Range# QBsYr N AvgYr N+1 Avg
125-149 9 140 159
150-174 44 165 178
175-199 74 188 197
200-224 114 211 211
225-249 83 236 233
250-274 51 260 252
275-299 24 284 260
300-324 6 312 286
325+ 2 335 313

Or, if you are more graphically inclined, take a look at the same data:

The N+1 data resembles the Year N data, but you can see that passing yards "regress" for the high totals and increase for the low totals. And some, if not most, of that convergence can be explained by regression to the mean. No one likes to attribute incredible success to luck, but it plays a much bigger role in sports than we tend to remember.

I'll close with one non-quarterback example.  Since 1970, 376 running backs have recorded at least 200 carries in consecutive years for the same team. I grouped those running backs into ranges based on their average yards per carry gain and placed them into the table below.  For example, 23 running backs averaged fewer than 3.5 yards per carry in Year N.  On average, that group produced a 3.35 yards per carry average in Year N and a 3.94 YPC average in Year N+1.  That's regression to the mean, which impacts both really high and really low statistical outliers.

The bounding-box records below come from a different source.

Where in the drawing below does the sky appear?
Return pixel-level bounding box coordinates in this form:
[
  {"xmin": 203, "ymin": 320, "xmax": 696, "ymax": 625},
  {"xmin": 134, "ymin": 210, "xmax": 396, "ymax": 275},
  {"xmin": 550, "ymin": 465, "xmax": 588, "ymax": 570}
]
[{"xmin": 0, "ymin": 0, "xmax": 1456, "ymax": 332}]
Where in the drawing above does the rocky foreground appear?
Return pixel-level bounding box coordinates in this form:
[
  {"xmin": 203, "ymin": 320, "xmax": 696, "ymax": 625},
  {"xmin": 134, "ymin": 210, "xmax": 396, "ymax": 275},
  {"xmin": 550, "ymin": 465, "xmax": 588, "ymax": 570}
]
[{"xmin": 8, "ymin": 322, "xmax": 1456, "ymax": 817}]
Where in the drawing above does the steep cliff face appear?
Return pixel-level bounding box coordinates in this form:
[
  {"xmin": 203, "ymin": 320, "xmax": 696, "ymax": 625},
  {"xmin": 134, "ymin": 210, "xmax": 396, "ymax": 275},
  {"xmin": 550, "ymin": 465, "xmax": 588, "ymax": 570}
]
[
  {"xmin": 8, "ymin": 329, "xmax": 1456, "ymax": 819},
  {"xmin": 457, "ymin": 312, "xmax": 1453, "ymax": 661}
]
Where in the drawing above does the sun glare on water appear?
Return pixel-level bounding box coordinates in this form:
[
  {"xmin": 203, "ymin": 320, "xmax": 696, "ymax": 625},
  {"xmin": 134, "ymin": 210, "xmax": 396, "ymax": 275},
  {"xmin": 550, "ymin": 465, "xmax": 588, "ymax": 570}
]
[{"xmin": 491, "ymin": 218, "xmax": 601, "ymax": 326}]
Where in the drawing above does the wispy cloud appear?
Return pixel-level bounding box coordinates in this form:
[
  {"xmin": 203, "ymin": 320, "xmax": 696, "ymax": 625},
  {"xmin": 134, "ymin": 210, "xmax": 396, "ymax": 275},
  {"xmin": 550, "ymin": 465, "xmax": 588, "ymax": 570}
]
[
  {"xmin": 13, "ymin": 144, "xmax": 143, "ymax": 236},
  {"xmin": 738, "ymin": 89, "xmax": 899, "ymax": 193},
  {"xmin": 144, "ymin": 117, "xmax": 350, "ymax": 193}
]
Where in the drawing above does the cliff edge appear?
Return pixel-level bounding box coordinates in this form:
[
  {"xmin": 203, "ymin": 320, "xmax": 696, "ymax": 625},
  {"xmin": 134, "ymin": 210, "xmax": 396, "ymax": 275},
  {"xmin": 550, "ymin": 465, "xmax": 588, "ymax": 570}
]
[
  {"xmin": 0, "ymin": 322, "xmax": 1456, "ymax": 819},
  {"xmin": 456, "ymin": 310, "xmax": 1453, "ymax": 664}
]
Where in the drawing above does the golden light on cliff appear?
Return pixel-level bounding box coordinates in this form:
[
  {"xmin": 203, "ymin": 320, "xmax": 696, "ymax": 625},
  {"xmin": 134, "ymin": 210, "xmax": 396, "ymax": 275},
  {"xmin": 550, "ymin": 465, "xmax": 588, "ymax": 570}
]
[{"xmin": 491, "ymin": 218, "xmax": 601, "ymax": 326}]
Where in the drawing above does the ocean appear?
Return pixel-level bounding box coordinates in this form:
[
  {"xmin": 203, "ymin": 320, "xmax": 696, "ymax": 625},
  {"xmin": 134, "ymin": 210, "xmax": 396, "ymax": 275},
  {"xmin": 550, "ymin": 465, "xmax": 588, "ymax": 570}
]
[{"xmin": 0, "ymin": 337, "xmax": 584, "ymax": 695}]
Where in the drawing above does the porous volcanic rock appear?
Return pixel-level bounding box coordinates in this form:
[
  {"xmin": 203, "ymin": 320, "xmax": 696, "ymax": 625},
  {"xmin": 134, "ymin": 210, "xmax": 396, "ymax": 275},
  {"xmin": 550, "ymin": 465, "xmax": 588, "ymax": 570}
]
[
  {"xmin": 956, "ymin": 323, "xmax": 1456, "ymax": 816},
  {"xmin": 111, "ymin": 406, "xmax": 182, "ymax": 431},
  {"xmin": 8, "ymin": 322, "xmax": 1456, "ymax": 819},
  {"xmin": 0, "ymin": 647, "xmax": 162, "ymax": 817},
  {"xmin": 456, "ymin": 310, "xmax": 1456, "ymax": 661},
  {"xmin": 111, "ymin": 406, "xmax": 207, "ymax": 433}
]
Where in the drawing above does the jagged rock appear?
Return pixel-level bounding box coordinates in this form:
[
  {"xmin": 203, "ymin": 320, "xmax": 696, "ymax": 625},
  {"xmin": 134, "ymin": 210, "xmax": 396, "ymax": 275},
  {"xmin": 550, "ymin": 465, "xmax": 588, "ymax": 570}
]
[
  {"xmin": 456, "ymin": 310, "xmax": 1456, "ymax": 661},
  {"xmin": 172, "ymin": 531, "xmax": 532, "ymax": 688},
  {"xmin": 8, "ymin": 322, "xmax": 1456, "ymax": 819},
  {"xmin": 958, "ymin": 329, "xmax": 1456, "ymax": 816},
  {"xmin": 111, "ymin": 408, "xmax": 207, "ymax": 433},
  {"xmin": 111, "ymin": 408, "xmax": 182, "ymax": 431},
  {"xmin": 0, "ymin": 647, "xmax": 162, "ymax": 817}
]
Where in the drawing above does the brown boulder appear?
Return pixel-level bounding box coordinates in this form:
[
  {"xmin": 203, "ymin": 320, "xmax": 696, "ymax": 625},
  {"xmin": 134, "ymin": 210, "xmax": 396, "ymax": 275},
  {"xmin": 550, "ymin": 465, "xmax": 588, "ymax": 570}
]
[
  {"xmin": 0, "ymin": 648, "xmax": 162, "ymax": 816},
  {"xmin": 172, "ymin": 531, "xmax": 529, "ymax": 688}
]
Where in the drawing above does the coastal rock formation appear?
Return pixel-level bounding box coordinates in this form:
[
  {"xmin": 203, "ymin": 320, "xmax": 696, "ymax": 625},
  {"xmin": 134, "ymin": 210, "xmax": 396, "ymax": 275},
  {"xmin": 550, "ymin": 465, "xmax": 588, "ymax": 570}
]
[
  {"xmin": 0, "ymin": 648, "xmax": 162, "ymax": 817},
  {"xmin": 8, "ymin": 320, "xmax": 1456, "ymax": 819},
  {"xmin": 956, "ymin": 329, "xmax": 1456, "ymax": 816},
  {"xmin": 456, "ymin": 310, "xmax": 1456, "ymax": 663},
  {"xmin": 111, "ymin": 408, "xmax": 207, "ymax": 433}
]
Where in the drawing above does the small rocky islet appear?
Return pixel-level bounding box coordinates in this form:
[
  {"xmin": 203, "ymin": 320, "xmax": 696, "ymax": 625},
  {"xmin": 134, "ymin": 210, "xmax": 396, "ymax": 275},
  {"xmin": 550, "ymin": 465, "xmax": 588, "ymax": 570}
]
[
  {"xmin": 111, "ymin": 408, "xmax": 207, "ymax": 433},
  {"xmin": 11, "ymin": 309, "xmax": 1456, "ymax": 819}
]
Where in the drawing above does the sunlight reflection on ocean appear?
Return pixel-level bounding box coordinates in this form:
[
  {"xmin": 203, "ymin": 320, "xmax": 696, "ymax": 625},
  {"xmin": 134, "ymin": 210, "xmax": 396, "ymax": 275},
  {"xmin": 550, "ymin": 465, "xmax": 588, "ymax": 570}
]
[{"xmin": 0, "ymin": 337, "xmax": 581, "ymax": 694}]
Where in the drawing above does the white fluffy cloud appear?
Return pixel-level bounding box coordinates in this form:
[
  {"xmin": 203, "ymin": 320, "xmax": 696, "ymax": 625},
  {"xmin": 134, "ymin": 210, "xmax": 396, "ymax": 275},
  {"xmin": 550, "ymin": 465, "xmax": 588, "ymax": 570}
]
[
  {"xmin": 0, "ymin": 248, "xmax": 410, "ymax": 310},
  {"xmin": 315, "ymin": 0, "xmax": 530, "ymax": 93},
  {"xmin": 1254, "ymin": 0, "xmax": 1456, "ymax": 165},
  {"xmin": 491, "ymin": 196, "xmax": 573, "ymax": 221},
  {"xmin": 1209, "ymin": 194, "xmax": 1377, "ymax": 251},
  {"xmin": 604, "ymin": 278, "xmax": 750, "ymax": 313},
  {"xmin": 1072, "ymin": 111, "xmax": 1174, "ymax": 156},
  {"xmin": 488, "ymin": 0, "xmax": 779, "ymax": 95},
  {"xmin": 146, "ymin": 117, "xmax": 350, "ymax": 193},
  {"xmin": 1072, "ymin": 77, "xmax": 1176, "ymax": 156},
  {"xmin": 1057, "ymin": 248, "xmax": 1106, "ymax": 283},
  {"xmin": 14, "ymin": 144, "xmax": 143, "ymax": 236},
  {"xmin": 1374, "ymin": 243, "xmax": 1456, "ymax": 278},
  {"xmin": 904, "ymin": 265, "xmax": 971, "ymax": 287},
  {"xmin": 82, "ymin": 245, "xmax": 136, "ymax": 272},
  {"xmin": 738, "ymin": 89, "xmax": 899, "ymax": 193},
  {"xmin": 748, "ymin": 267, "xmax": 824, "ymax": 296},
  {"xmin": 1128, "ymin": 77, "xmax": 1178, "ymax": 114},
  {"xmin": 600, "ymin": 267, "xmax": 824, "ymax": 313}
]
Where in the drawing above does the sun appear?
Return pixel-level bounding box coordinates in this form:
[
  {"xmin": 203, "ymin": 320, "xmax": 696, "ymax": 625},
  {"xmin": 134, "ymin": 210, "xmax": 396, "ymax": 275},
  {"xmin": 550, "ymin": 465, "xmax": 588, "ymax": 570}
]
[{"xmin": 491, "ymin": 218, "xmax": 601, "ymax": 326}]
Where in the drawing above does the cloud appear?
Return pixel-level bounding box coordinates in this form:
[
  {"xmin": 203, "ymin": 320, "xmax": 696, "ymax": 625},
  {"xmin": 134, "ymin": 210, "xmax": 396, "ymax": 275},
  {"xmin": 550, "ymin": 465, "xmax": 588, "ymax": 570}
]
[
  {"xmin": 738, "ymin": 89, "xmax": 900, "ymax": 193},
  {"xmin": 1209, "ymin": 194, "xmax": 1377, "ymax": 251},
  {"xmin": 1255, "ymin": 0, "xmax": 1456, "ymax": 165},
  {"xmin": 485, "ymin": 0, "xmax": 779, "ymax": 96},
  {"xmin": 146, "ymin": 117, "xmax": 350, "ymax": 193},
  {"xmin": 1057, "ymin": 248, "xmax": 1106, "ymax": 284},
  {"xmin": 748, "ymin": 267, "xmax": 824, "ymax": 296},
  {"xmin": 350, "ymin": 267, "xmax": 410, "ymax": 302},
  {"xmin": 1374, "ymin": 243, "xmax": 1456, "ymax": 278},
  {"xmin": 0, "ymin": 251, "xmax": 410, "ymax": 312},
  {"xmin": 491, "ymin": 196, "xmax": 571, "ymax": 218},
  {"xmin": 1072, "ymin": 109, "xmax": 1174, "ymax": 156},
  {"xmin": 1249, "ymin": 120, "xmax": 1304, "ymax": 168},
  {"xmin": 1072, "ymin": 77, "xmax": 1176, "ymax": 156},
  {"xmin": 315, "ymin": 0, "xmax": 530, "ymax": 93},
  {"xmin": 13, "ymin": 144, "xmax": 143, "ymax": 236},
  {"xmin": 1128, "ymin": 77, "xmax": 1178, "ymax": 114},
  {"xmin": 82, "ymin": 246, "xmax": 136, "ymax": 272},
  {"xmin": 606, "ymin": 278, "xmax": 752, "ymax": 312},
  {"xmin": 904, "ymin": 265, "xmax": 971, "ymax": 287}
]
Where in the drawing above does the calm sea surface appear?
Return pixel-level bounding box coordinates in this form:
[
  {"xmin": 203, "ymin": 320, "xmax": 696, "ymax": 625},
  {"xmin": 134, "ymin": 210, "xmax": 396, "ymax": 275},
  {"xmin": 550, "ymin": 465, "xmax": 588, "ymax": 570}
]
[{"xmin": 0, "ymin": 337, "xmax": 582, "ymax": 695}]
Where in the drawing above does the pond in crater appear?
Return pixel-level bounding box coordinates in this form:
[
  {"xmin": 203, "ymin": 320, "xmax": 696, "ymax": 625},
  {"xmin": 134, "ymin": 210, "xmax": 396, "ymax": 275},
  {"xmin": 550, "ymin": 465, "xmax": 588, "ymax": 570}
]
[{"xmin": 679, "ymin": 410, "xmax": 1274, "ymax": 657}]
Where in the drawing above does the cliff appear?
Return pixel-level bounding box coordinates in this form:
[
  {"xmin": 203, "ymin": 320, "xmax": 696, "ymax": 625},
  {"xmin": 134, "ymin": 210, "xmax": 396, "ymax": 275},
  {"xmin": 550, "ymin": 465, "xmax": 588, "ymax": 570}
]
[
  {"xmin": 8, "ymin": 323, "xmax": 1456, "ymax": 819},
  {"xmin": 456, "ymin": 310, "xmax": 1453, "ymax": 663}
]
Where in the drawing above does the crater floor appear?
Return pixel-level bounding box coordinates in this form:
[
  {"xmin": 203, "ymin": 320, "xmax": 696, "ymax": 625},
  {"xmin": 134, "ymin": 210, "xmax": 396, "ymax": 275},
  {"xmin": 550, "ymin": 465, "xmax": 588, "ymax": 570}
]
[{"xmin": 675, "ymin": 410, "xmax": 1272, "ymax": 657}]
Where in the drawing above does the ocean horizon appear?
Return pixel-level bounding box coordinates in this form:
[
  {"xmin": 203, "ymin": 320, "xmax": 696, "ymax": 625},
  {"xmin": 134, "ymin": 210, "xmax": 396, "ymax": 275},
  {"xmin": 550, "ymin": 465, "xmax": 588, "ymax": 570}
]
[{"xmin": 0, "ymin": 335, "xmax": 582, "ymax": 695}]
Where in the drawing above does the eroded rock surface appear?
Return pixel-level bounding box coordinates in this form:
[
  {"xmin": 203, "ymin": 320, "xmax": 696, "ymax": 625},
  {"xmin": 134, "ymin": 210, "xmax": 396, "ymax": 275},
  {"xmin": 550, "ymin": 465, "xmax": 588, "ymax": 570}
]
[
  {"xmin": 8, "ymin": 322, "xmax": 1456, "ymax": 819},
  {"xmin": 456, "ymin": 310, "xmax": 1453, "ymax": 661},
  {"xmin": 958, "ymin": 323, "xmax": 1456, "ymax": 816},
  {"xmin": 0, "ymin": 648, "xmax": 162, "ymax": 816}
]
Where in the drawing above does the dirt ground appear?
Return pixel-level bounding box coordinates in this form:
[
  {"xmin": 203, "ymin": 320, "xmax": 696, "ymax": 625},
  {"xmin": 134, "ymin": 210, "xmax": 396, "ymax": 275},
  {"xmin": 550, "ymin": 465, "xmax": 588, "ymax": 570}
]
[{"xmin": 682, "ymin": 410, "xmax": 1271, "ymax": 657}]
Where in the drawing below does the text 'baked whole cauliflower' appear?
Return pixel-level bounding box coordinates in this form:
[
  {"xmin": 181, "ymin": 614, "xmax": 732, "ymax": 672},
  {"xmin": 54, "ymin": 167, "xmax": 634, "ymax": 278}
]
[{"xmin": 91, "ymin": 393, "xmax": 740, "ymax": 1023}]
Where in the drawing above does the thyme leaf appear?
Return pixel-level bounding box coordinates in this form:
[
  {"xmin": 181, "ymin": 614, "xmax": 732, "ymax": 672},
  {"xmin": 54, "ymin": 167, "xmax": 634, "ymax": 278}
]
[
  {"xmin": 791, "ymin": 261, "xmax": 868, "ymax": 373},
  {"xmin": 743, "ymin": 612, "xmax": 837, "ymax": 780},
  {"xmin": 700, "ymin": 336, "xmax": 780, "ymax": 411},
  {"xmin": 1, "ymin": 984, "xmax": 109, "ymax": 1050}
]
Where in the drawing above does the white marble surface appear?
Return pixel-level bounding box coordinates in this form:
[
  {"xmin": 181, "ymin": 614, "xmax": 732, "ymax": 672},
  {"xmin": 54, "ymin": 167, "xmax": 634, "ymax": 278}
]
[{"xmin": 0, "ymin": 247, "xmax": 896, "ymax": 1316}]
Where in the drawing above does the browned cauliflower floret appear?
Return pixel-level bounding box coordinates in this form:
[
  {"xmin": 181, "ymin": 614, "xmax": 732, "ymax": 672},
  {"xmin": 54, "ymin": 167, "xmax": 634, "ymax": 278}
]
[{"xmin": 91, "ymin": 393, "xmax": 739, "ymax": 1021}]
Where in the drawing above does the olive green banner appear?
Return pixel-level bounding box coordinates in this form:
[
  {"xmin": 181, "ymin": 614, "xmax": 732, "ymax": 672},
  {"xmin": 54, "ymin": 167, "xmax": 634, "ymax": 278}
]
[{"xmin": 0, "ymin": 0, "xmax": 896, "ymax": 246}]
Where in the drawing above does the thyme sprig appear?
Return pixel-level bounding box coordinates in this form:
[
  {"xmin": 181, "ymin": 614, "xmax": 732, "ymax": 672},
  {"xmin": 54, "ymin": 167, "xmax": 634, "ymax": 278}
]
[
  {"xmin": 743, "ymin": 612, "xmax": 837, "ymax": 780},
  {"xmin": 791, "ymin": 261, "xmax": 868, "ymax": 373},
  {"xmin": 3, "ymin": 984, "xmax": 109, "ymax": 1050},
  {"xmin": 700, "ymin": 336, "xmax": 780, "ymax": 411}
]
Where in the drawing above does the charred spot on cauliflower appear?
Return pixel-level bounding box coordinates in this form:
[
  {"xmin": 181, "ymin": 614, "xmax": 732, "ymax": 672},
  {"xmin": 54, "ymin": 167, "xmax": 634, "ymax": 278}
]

Category# RBYr N YPCYr N+1 YPC
3.5 or less 23 3.35 3.94
3.5-3.75 27 3.66 3.9
3.75-4.00 67 3.89 3.97
4-4.25 62 4.13 4.12
4.25-4.5 68 4.36 4.23
4.5-4.75 51 4.62 4.36
4.75-5.00 40 4.85 4.36
5.00+ 38 5.34 4.53

Here's how that data looks on a graph:

If a running back has a really high or really low yards per carry average, chances are there are many things outside of his control influencing that number.  Regression to the mean tells us not to count on those events to repeat themselves the next year.